Solche aggressiven Taktiken erstrecken sich auch auf die Gesetzgebung selbst. Im September forderte Apple öffentlich eine vollständige Aufhebung des Digital Markets Act und machte geltend, dass die Interoperabilitätsvorschriften des Gesetzes grundsätzlich nicht mit der iPhone-Sicherheit vereinbar seien.

Das Unternehmen argumentiert, dass die Öffnung seines Ökosystems zu einem „Kompromiss“ zwischen Wettbewerb und Benutzersicherheit führt, den es nicht eingehen möchte. Europäische Beamte haben diese binäre Formulierung rundweg zurückgewiesen und argumentiert, dass Sicherheit oft als Vorwand zur Aufrechterhaltung der Marktbeherrschung genutzt wird.

Kritiker bezeichnen diese Strategie als „böswillige Compliance“, bei der Apple sich an den Buchstaben des Gesetzes hält und gleichzeitig dessen Geist durch restriktive neue Bedingungen und Gebühren untergräbt. Indem Apple die Debatte als eine Wahl zwischen Privatsphäre und Überwachung darstellt, versucht Apple, die differenzierten Argumente über fairen Wettbewerb und Selbstbevorzugung zu umgehen, die für die neuen Untersuchungen von zentraler Bedeutung sind.

Eine globale Zange: Britische und deutsche Gerichte ziehen die Schraube an

Jenseits der EU-Grenzen beschränkt sich die regulatorische Belagerung nicht auf Brüssel; Apple steht vor erheblichen Niederlagen in wichtigen benachbarten Gerichtsbarkeiten, die das Vorgehen Europas verstärken. Im Vereinigten Königreich hat das Competition Appeal Tribunal (CAT) die Erlaubnis zur Berufung gegen ein Urteil verweigert, wonach die App-Store-Gebühren „überhöht und unfair“ seien.

Die Ablehnung der Berufung setzt das Unternehmen einem potenziellen Schadensersatz in Höhe von 1,2 Milliarden Pfund in einer Sammelklage aus, in der 36 Millionen Verbraucher vertreten sind. Cupertino hat die britischen Regulierungsbehörden zuvor davor gewarnt, sich zu sehr an Brüssel zu orientieren und negative Folgen für die Verbraucher vorherzusagen.

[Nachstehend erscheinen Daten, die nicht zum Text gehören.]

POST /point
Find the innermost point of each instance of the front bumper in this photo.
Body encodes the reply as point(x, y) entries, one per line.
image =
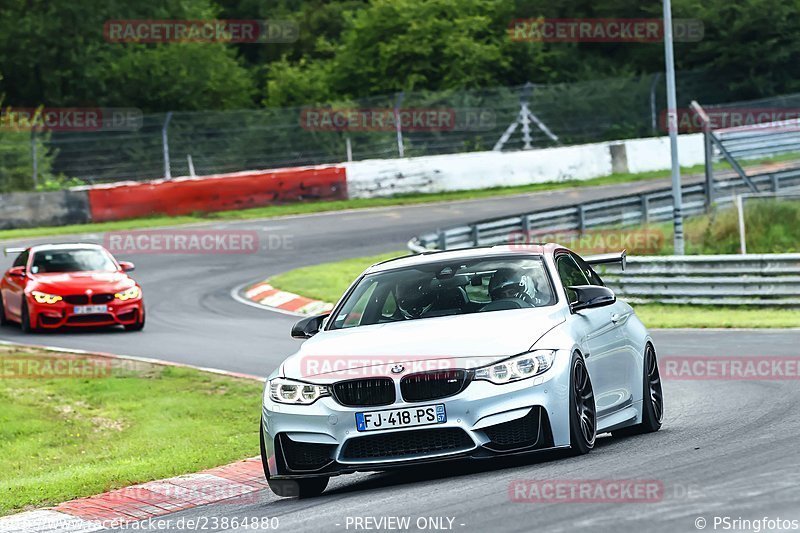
point(484, 420)
point(61, 314)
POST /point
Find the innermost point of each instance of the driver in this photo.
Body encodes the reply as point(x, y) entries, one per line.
point(414, 297)
point(511, 283)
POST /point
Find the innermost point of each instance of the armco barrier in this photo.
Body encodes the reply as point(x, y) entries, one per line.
point(630, 210)
point(52, 208)
point(757, 279)
point(242, 190)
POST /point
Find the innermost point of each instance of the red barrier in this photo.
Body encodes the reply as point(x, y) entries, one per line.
point(242, 190)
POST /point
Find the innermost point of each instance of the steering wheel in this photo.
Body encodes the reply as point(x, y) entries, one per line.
point(506, 303)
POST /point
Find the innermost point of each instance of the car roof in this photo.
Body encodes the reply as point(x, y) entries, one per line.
point(65, 246)
point(465, 253)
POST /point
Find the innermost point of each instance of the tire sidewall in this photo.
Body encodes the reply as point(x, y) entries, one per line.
point(578, 444)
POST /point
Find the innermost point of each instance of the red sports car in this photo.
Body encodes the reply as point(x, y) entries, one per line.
point(55, 285)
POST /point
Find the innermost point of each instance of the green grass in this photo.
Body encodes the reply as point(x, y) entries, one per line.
point(67, 437)
point(302, 208)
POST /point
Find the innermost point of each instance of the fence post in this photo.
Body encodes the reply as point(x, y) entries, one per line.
point(709, 152)
point(34, 159)
point(165, 146)
point(645, 209)
point(442, 239)
point(398, 126)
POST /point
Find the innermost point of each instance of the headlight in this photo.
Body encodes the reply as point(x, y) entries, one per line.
point(128, 294)
point(44, 298)
point(518, 367)
point(287, 391)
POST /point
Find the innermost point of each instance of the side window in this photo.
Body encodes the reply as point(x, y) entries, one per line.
point(570, 273)
point(21, 260)
point(589, 272)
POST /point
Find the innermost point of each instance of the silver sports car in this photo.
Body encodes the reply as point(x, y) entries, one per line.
point(461, 354)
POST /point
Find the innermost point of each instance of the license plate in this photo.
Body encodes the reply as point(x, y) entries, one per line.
point(423, 415)
point(90, 309)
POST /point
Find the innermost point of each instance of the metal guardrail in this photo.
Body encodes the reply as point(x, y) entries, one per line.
point(758, 279)
point(629, 210)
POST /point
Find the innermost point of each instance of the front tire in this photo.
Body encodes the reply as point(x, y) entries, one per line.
point(582, 409)
point(302, 488)
point(136, 326)
point(652, 398)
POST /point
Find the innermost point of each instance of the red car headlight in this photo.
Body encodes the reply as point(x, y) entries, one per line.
point(44, 298)
point(128, 294)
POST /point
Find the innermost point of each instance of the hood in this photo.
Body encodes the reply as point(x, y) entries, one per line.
point(460, 341)
point(64, 283)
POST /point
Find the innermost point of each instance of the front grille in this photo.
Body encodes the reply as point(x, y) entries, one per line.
point(102, 298)
point(432, 385)
point(364, 392)
point(49, 320)
point(89, 319)
point(405, 443)
point(305, 456)
point(520, 433)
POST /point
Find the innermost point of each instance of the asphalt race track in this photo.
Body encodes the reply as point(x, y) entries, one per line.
point(727, 448)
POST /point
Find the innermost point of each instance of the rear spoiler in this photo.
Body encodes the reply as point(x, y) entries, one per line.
point(7, 251)
point(621, 258)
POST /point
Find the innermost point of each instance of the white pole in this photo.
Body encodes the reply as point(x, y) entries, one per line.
point(165, 146)
point(740, 211)
point(672, 118)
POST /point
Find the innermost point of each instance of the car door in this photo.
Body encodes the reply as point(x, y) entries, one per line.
point(620, 362)
point(14, 286)
point(597, 334)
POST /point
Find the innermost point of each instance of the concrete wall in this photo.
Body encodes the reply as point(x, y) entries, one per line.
point(32, 209)
point(360, 179)
point(478, 170)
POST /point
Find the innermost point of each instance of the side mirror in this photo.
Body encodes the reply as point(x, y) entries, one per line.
point(308, 327)
point(590, 296)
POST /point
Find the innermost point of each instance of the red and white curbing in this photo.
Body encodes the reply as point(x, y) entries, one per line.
point(243, 479)
point(266, 295)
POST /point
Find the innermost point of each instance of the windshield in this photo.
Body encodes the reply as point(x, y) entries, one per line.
point(445, 289)
point(83, 260)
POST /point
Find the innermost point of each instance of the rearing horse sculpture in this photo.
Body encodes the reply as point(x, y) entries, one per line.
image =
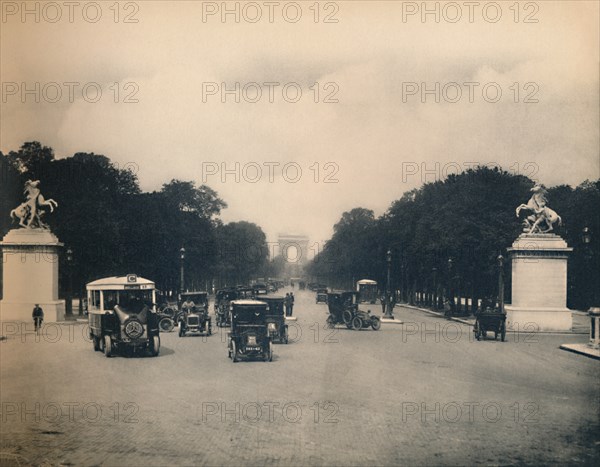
point(540, 212)
point(29, 213)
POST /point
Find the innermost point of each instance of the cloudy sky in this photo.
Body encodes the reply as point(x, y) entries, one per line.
point(361, 131)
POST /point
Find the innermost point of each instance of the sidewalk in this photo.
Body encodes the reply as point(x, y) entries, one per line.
point(580, 320)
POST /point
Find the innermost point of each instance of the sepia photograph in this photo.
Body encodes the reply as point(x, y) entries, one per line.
point(300, 233)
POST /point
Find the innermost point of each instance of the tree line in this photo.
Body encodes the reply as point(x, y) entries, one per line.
point(114, 228)
point(445, 237)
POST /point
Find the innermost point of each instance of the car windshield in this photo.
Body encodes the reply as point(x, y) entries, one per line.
point(130, 300)
point(249, 314)
point(198, 298)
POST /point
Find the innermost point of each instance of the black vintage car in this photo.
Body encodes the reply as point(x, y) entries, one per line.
point(276, 325)
point(249, 334)
point(122, 315)
point(193, 317)
point(343, 308)
point(321, 296)
point(493, 320)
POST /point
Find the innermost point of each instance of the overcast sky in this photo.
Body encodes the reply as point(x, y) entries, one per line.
point(373, 143)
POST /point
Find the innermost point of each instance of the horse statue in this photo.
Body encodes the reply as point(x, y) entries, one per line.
point(540, 213)
point(29, 213)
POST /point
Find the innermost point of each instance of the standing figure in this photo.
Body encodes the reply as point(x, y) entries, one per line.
point(38, 317)
point(287, 302)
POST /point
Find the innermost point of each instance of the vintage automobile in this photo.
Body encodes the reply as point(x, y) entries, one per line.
point(343, 308)
point(278, 329)
point(260, 289)
point(492, 320)
point(122, 315)
point(194, 317)
point(321, 296)
point(249, 336)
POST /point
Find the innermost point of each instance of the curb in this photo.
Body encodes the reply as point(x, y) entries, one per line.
point(451, 318)
point(581, 349)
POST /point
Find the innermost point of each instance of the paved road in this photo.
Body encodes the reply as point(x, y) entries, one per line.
point(418, 394)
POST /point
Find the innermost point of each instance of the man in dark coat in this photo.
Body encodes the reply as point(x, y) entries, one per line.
point(38, 316)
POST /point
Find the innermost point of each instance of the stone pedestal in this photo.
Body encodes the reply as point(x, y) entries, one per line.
point(539, 284)
point(30, 262)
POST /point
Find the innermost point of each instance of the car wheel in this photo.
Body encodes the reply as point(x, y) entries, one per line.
point(233, 352)
point(107, 346)
point(166, 324)
point(154, 346)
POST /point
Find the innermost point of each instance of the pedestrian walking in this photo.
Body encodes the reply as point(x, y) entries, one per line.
point(38, 317)
point(287, 302)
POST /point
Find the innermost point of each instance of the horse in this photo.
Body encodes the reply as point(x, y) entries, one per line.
point(540, 212)
point(30, 209)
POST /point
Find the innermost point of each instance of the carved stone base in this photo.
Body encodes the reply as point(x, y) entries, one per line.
point(528, 320)
point(30, 263)
point(21, 311)
point(539, 284)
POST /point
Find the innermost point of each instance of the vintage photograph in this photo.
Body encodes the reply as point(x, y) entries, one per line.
point(300, 233)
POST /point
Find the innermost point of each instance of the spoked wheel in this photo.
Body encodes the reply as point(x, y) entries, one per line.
point(155, 346)
point(357, 323)
point(347, 317)
point(233, 352)
point(166, 324)
point(107, 346)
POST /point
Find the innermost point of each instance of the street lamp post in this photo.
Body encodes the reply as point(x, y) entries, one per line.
point(69, 299)
point(501, 283)
point(388, 306)
point(450, 288)
point(435, 295)
point(181, 276)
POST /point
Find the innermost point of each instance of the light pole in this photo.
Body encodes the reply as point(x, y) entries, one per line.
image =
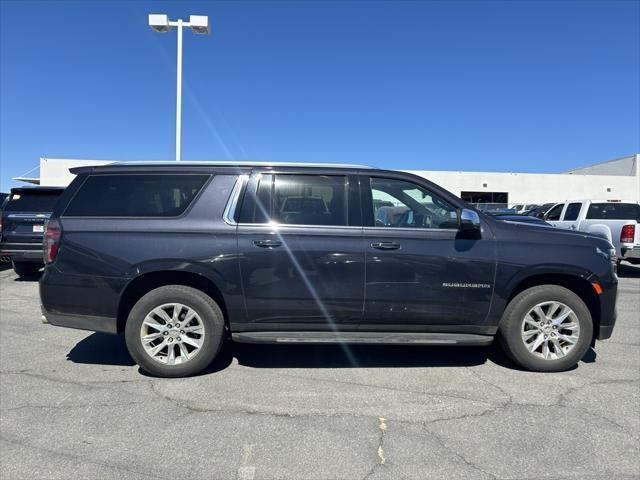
point(199, 24)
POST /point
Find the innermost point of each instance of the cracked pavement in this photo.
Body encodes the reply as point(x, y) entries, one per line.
point(74, 405)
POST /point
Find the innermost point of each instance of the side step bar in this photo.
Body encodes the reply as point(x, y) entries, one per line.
point(377, 338)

Gleichzeitig hat ein deutsches Gericht einen gefährlichen finanziellen Präzedenzfall geschaffen, indem es Google wegen Selbstbevorzugung zur Zahlung einer Geldstrafe von 465 Millionen Euro an den Preisvergleichsdienst Idealo verurteilt hat. Dieses Urteil bestätigt die Theorie, dass Technologiegiganten für spezifische Schäden aufgrund von Kartellrechtsmissbrauch haftbar gemacht werden können und nicht nur für Verwaltungsstrafen.

Für Apple stellt die Konvergenz dieser Maßnahmen eine systemische Bedrohung dar. Während Regulierungsbehörden in Polen und Deutschland das Werbegeschäft ins Visier nehmen und Gerichte im Vereinigten Königreich und in Deutschland Schadensersatzansprüche wegen Ökosystemmissbrauchs bestätigen, steht das „Walled Garden“-Geschäftsmodell vor seinem bisher umfassendsten Stresstest.